Abstract

The population increase impacted the increasing demand of the textile industries and electronic devices for supporting daily life. The textile industry uses a toxic chemical at the processing stage, affected by the surface water for disposal without prior treatment. Electronic devices produce a new type of pollution, ex electromagnetic interference (EMI). The multifunction materials against electromagnetic (EM) pollution and radiation of EMI and water pollution treatment are needed.
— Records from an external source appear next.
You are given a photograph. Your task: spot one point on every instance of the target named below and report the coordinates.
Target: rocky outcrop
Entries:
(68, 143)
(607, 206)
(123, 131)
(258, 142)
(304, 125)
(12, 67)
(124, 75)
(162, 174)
The purposes of this study are to find a correlation between the structural and optical properties of composites CuO-Activated Carbon (CuO-AC) in supports the photocatalyst performance, which analyzing by using X-ray diffraction (XRD), Fourier Transforms Infrared) spectroscopy (FTIR), and Ultraviolet-visible (UV–vis) spectra, respectively. Surface morphology and particle size determined by Transmission Electron Microscopy (TEM). The quantitative analysis of XRD spectra by applying the Scherrer, Williamson-Hall (WH), and Size-Strain Plot (SSP) method using to determine the crystallite size (D), strain (ε), stress (σ), and energy density (u). These parameters are using to identify the monoclinic phase. The optical properties in the form of refractive index (n) and extinction coefficient (k), the dielectric function (ε1 and ε2) is determining from the quantitative analysis of FT-IR spectra by applying Kramers–Kronig (KK) relation. The crystallite size increase, the optical phonon vibration shifted, and close each other’s with increasing the amount of AC indicated stable bonding as the effect of the heterogeneous nucleation in the composite. In this study, composite CuO-AC offers an excellent prospect for next bi-functional materials indicated by the degradation up to 87.87 % in 90 min and attenuated 99 % of the electromagnetic wave for 20 % AC.